Naiv oder besonnen? Deutsche Russlandpolitik in der Kritik
Mit seinem Überfall auf die Ukraine 2022 griff Russland zum äußersten Mittel. Damit offenbarten sich jahrelange Fehlentscheidungen in der deutschen Politik: Zu lange vertraute sie auf Dialog und Handel. Russlandexpertin Katja Gloger und Journalist Georg Mascolo analysieren Ursachen und Lehren für eine verantwortungsvollere Außenpolitik.
Als Russland im Februar 2022 den Krieg gegen die Ukraine massiv ausweitet und eskaliert, steht Europa unter Schock. Doch die Warnungen vor Putins Expansionsdrang waren längst da – sie wurden bloß ignoriert. Dem Angriff geht eine Geschichte politischer und strategischer Fehleinschätzungen zuvor, die tief in der deutschen Russlandpolitik verankert ist.
Über Jahrzehnte hinweg vertraute Deutschland auf Dialog, wirtschaftliche Verbindung und auf die Hoffnung auf Wandel durch Annäherung. Diese Politik prägte die Beziehungen zu Moskau und führte zu einer politischen und wirtschaftlichen Abhängigkeit. Diplomatische Analysen und sicherheitspolitische Warnungen wurden immer wieder beiseitegeschoben, kritische Stimmen fanden in der Öffentlichkeit kaum Gehör.
Angesichts des russischen Angriffskriegs und der veränderten europäischen Sicherheitslage rückt die Frage nach Verantwortung und Aufarbeitung in den Mittelpunkt. Was waren die Ursachen dieses außenpolitischen Versagens? Welche Konsequenzen ergeben sich daraus für die deutsche und europäische Außenpolitik? Und welche Lehren lassen sich aus den Fehlern der Vergangenheit für die Gestaltung einer realistischeren Russlandpolitik ziehen?
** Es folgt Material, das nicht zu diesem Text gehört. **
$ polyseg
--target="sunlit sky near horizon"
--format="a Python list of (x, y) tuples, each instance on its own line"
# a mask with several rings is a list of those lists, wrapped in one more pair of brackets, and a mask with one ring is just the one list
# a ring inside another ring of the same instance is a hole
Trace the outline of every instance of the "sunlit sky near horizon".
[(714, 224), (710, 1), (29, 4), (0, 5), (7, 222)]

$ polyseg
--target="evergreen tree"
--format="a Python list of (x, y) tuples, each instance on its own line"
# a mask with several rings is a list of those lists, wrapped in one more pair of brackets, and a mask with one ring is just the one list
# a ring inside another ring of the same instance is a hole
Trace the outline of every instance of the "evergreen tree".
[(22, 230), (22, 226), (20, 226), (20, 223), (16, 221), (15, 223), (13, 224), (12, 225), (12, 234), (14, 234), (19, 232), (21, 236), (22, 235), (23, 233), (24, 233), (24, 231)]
Diese Fragen diskutieren die Russlandexpertin Katja Gloger und der Journalist Georg Mascolo. Dabei greifen sie auf zentrale Einsichten aus ihrem Buch „Das Versagen – Eine investigative Geschichte der deutschen Russlandpolitik“ zurück, in dem sie zeigen, wie Signale übersehen, Kritiker marginalisiert und Fehlentscheidungen zum Teil einer kollektiven Verdrängung wurden.
Es moderiert Leslie Schübel, Körber-Stiftung.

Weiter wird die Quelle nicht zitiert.